Running MapR Data Science Refinery as a Kubernetes Service

This topic contains sample snippets from YAML files that enable you to run MapR Data Science Refinery as a Kubernetes service. The samples show you how to use various Kubernetes features. This includes specifying your MapR Data Platform ticket as a Kubernetes secret, using a ConfigMap to define environment variables, mapping ports to route external traffic, passing the container password as a Kubernetes secret, exposing MapR Data Science Refinery as a service, and running MapR Data Science Refinery as a deployment for high availability.

The simplest way to run MapR Data Science Refinery as a Kubernetes service is to expose it to Kubernetes by including it in your Kubernetes pod manifest file.
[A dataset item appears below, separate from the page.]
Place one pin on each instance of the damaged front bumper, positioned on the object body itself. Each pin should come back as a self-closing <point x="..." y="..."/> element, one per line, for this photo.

The following shows a sample file:

apiVersion: v1
kind: Pod
metadata:
  name: dsr-kube
  labels:
      app: dsr-svc
spec:
  containers:
  - name: dsr
    imagePullPolicy: Always
    image: maprtech/data-science-refinery:v1.4.1_6.1.0_6.3.0_centos7
    securityContext:
      capabilities:
        add: ["SYS_ADMIN" , "SYS_RESOURCE"]
    resources:
      requests:
        memory: "2Gi"
        cpu: "500m"
    env:
    - name: MAPR_MOUNT_PATH
      value: /mapr
    - name: MAPR_CLUSTER
      value: cluster1
    - name: MAPR_CLDB_HOSTS
      value: 10.10.102.95
    - name: MAPR_CONTAINER_USER
      value: mapr
    - name: MAPR_CONTAINER_GROUP
      value: mapr
    - name: MAPR_CONTAINER_PASSWORD
      value: mapr
    - name: HOST_IP
      valueFrom:
        fieldRef:
          fieldPath: status.hostIP
    - name: ZEPPELIN_DEPLOY_MODE
      value: kubernetes
    volumeMounts:
    - mountPath: /dev/fuse
      name: fuse
  volumes:
  - name: fuse
    hostPath:
      path: /dev/fuse

Make sure you include the following lines in your manifest file:

- name: ZEPPELIN_DEPLOY_MODE
      value: kubernetes

You can run MapR Data Science Refinery with Kubernetes 1.9 and later.